During a session at the 2018 Genitourinary Cancers Symposium, Peter Black, MD, professor, department of urologic sciences, University of British Columbia, discussed using molecular subtypes, the Coxen model, and gene mutations to select patients and therapies for neoadjuvant chemotherapy.
During a session at the 2018 Genitourinary Cancers Symposium, Peter Black, MD, professor, department of urologic sciences, University of British Columbia, discussed 3 clinical biomarkers with potential to select patients and therapies for neoadjuvant chemotherapy (NAC).
Black began by explaining that there are multiple prospective randomized trials and meta-analyses that demonstrate survival advantage from NAC. The 2 main limitations with NAC are: only about 40% of patients seem to be benefitting from the treatment, and the other 60% are potentially suffering from side effects from chemotherapy and potentially also unnecessary delay in definitive radical cystectomy. The other main limitation is that NAC has not been widely adopted either here in North America or in Europe. Some countries do not give it routinely at all.
“I think one of the ways forward to overcome both of these limitations is with biomarkers,” said Black. “If we have a biomarker that would tell us which patients are likely to respond or not to respond, we can avoid using NAC in the likely non-responders, and if we had better patient selection, we’d also probably have better buy in for adoption of NAC. “
Black identified 3 clinical biomarkers that are in development and close to potential clinical implementation.
There are several research groups that identified a molecular taxonomy for bladder cancer based on RNA expression. The idea is that basal and luminal split, with basal tumors having a gene expression profile that resembles the basal layer of the urothelium; it’s more stem-like and less differentiated. The luminal tumors, on the other hand, have a gene expression profile that resembles more differentiated luminal cells, Black explained.
According to Black, these subtyping systems have a limitation in that you need a whole patient cohort to create a cluster to be able to label an individual patient as belonging to one of the subtypes, which is not practical in clinical practice.
So, Black’s team developed a single-patient classifier called a GSC. It includes 4 cohorts: luminal, luminal-infiltrated, basal, and claudin-low. They put together a multicentric cohort of patients who were receiving NAC, which included 269 patients who received cisplatin-based chemotherapy, who were used for all survival analyses. There were 305 total patients for developing the classifier. The control population of almost 500 patients who did not receive NAC was based on publically available data and literature.
“The bottom line with this classifier was, and if you look at the non-NAC patient population, you can see that the luminal patients clearly do better than everyone else,” said Black. “The other 3 cohorts are relatively closer together. In the NAC data set you can see they jump up the most, they get the most benefit from NAC with respect to survival.”

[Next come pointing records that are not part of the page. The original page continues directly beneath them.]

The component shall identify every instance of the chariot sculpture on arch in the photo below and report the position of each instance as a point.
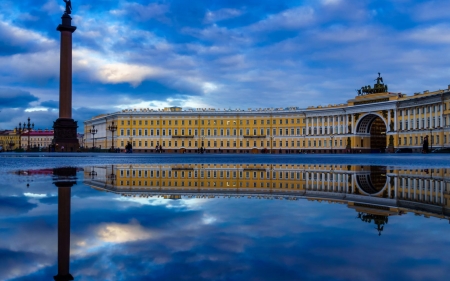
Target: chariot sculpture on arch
(68, 7)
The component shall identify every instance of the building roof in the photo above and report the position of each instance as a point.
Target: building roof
(39, 134)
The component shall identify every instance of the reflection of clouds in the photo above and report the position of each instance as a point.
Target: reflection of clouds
(123, 238)
(121, 233)
(34, 195)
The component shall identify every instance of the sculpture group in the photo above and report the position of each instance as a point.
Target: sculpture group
(379, 87)
(68, 7)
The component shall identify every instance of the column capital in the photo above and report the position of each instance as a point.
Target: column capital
(66, 24)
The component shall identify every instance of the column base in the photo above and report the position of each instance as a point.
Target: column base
(65, 135)
(63, 277)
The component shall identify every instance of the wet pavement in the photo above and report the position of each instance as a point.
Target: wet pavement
(224, 217)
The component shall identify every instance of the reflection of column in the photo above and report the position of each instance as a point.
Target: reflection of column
(420, 189)
(395, 187)
(415, 189)
(65, 128)
(64, 181)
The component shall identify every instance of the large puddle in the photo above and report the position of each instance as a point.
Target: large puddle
(225, 222)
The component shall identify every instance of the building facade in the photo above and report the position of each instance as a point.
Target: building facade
(41, 139)
(373, 191)
(374, 121)
(9, 140)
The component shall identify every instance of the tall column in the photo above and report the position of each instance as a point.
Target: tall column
(65, 128)
(64, 181)
(307, 126)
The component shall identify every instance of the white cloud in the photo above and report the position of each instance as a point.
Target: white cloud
(430, 35)
(122, 233)
(34, 195)
(290, 19)
(222, 14)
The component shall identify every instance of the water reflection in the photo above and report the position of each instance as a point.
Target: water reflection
(134, 222)
(374, 192)
(64, 179)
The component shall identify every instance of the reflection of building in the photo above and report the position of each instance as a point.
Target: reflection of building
(39, 138)
(372, 121)
(374, 192)
(9, 139)
(64, 179)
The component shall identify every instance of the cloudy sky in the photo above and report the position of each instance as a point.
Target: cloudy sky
(233, 54)
(121, 238)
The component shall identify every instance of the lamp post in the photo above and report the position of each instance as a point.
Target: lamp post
(26, 126)
(93, 131)
(271, 144)
(332, 138)
(203, 144)
(11, 145)
(112, 128)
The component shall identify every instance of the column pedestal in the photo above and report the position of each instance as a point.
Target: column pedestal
(65, 128)
(65, 135)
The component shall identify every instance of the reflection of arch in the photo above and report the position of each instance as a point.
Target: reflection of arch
(376, 126)
(373, 183)
(366, 121)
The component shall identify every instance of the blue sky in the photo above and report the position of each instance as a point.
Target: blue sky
(122, 238)
(222, 54)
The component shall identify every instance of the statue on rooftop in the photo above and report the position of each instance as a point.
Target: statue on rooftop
(379, 78)
(68, 7)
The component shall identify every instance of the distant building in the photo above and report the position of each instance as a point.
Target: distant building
(374, 121)
(81, 139)
(9, 140)
(38, 138)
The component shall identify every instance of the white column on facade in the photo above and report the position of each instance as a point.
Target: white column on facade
(409, 187)
(323, 182)
(395, 120)
(415, 189)
(404, 187)
(346, 183)
(328, 182)
(435, 189)
(389, 122)
(396, 187)
(420, 189)
(409, 119)
(307, 125)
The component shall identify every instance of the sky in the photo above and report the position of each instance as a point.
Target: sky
(123, 238)
(218, 54)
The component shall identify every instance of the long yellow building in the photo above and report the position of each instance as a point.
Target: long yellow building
(374, 121)
(375, 192)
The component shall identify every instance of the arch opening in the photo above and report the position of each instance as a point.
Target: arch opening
(374, 126)
(373, 182)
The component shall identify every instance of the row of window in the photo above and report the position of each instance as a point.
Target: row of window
(212, 132)
(423, 123)
(423, 110)
(261, 144)
(435, 140)
(210, 122)
(233, 174)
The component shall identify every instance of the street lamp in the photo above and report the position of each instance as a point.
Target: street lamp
(271, 144)
(332, 138)
(93, 131)
(203, 144)
(431, 136)
(11, 145)
(112, 128)
(28, 126)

A research team at the University of Virginia developed the Coxen model, which is currently being evaluated in a clinical trial. The model was initially based on the NCI-60 panel of cancer cell lines, none of which were bladder cancer, but it's a comprehensive database of gene expression and IC50 values for over 100,000 compounds, said Black. The team was able to integrate bladder cancer data into the gene expression data as well as a panel of bladder cancer cell lines, and through bioinformatics techniques, were able to come up with a predictive model for any given drug based on gene expression.
Genomic alterations, mutations, and copy number changes
A research team led by Eliezer Van Allen, MD, from the Dana-Farber Cancer Instiitute, and Jonathan Rosenberg, MD, from Memorial Sloan Kettering Cancer Center, examined EERC2 mutations in a cohort of 50 patients. The team compared 25 patients who received cisplatin-based chemotherapy and had a complete response, with 25 who had residual muscle-invasive disease. According to Black, it was the ERCC2 gene that was a predominant in the responders, while non-responders did not carry mutations in ERCC2 mutations.
Combining subtypes and mutations
Black concluded by demonstrating what would happen if the subtyping and mutation biomarkers were put together.
“One-third of patients are basal, and if you add in the patients who have the DNA repair gene mutations, you end up with about 50% of patients who we would predict would respond well to cisplatin-based chemotherapy based on a combination of mutations and subtyping,” said Black.